The Challenges of Sharing Your “Gifts”
Regrettably, I didn’t save the blog entry that triggered musings leading to this post about sharing our gifts. (If I find it again, I’ll rectify the sin of omission.)
The entry posited that each person should share his particular talents or gifts, as our individual strengths would then complement each other and improve the world.
How do you define your gifts?
After all, everyone struggles to see himself clearly. Personally, I feel a little egotistical calling something that I can do a “gift.” I may have worked pretty hard at it—which makes it a skill, not a talent. Or perhaps I believe I perform a certain activity with proficiency, but not extraordinarily well enough to feel I have something important to share.
And maybe no one else would consider what I consider a gift my particular strong point.
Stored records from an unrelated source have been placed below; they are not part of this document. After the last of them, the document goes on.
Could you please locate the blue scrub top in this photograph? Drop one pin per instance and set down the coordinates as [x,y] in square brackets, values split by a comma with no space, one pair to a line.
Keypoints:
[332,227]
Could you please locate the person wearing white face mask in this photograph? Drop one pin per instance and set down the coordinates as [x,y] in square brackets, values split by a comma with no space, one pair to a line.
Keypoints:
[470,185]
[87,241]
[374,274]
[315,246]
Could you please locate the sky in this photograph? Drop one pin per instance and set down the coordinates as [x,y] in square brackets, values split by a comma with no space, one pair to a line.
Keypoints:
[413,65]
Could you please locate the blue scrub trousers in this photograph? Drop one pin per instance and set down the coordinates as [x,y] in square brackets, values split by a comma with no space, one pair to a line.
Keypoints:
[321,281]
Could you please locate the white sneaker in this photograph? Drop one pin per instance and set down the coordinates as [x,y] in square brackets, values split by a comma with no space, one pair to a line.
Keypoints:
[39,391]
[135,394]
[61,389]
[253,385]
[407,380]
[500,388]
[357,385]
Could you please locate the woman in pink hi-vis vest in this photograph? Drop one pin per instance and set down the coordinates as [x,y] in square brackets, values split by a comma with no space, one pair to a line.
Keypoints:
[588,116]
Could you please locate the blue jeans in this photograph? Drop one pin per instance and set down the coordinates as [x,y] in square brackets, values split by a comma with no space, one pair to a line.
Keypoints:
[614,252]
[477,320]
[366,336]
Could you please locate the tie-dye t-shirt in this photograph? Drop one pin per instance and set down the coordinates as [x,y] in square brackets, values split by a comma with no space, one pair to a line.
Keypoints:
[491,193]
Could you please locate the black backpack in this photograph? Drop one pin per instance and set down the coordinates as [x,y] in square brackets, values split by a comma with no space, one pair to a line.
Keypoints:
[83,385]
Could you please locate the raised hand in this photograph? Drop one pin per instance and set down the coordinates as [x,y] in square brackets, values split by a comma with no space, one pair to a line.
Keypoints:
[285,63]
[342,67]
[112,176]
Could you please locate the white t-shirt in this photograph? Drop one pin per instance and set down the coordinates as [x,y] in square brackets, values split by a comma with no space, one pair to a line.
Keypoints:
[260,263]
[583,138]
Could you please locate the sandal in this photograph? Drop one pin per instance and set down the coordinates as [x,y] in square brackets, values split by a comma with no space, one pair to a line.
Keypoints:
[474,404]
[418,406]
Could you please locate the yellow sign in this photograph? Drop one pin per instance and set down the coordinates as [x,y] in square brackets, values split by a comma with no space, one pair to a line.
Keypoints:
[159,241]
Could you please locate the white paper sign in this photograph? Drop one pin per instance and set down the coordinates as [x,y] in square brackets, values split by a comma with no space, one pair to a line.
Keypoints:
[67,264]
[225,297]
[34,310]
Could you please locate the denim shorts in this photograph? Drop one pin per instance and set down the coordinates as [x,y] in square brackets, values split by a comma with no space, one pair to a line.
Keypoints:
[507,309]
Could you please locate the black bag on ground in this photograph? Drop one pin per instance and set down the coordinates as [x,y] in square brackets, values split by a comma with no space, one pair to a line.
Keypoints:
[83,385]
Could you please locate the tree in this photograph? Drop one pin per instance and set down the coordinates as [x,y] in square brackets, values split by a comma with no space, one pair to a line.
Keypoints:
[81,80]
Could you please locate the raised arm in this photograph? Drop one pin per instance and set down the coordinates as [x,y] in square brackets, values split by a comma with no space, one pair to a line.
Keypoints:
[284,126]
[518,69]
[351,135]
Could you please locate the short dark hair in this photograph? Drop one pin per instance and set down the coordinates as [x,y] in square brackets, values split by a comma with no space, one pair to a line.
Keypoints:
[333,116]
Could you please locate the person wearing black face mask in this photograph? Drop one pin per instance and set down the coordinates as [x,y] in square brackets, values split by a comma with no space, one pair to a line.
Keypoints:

Maybe I don’t even particularly excel at something—and yet I completely miss that fact.
Or perhaps I kick tail at a particular activity—something others would value highly—but it bores me?
A bookkeeper once told me that she didn’t want to volunteer doing what she labored at all day in the office. Instead, she wanted to build houses or feed the hungry. Yet I knew from personal experience with the nonprofit in question that having help with bookkeeping and clerical tasks would have helped its operations immensely. And she didn’t know a thing about carpentry.
Wouldn’t this person better serve the nonprofit by using her actual gifts—even if doing so feels like more of the same?
Further, we all have many gifts. Perhaps I don’t particularly value one of my talents—if I could define any of them in the first place—yet someone else considers it highly useful. If someone else values a particular skill of mine highly, does her estimation weigh more than my own?
How do you define and share your gifts?